Nintendo president Satoru Iwata has dismissed growing suggestions that an official Wii U price drop is paramount if the company wants to reverse the console's fortunes.
Speaking to CVG contributor Steve Boxer, Iwata insisted that a lack of software, not pricing, was the real issue behind Wii U's lost momentum.
His theory is that the Basic model, which can be found at $100 and £100 cheaper then the Premium model, would not be selling worst of all if price was the real problem.
"If the price is actually an issue [with Wii U], then there is some contradiction between the current sales balance between the Basic and Premium versions of the Wii U," Iwata said.
"The basic version should have sold a lot, but the fact of the matter is that people are buying more of the premium version. So the issue is not there."
Following a relatively successful launch in November 2012, Nintendo has watched its Wii U system sales sink to new depths, the most recent result showing that the corporation sold just 160,000 consoles globally in the three months between April and July.
Some retail chains have voiced their desire for an official Wii U RRP cut, and even taken their own measures to unofficially slash the Wii U price.
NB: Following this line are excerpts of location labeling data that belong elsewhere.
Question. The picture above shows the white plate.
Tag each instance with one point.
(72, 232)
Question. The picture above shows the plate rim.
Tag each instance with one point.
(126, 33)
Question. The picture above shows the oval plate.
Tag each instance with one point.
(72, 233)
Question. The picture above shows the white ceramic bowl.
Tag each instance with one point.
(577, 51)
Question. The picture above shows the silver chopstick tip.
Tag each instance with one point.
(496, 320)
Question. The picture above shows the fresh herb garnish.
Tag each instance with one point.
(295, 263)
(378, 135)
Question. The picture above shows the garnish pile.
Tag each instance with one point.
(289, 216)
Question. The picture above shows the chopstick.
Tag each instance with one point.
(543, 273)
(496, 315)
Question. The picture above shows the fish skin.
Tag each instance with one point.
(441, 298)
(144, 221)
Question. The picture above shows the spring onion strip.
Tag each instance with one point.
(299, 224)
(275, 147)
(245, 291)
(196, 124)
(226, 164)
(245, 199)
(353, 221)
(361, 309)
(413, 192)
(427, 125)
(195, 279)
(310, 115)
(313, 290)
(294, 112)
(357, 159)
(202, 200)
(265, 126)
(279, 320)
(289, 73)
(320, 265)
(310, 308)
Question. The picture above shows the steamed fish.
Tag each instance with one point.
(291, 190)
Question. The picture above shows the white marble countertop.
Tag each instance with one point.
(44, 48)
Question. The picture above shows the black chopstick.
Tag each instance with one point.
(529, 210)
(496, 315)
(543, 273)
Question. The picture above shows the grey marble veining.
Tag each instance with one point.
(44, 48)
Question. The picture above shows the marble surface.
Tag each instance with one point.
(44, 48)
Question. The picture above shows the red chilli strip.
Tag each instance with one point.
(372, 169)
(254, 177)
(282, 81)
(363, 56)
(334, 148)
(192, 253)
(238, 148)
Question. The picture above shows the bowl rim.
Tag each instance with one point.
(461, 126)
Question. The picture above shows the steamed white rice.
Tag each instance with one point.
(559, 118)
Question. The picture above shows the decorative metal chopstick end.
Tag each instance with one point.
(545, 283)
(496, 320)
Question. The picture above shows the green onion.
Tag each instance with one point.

Other retailers have ceased stocking the cheaper Basic model, while Asda has suspended all Wii U units from stores.
Iwata believes that a strong line-up of key game releases is paramount.
"I understand that the real issue is the lack of software, and the only solution is to provide the mass-market with a number of quality software titles."
Supporting this theory is the increasing commercial momentum of the Nintendo 3DS; a handheld system with its own launch issues that is now outselling all other games consoles across the UK, US and Japan.
Nintendo used a price cut to turn around the early-life sales slump of the 3DS, slashing almost a third off its asking price (from $249 to $169.99 in the US).
Iwata previously poured cold water on hopes for an official price cut by revealing that each Wii U console still sells at a loss.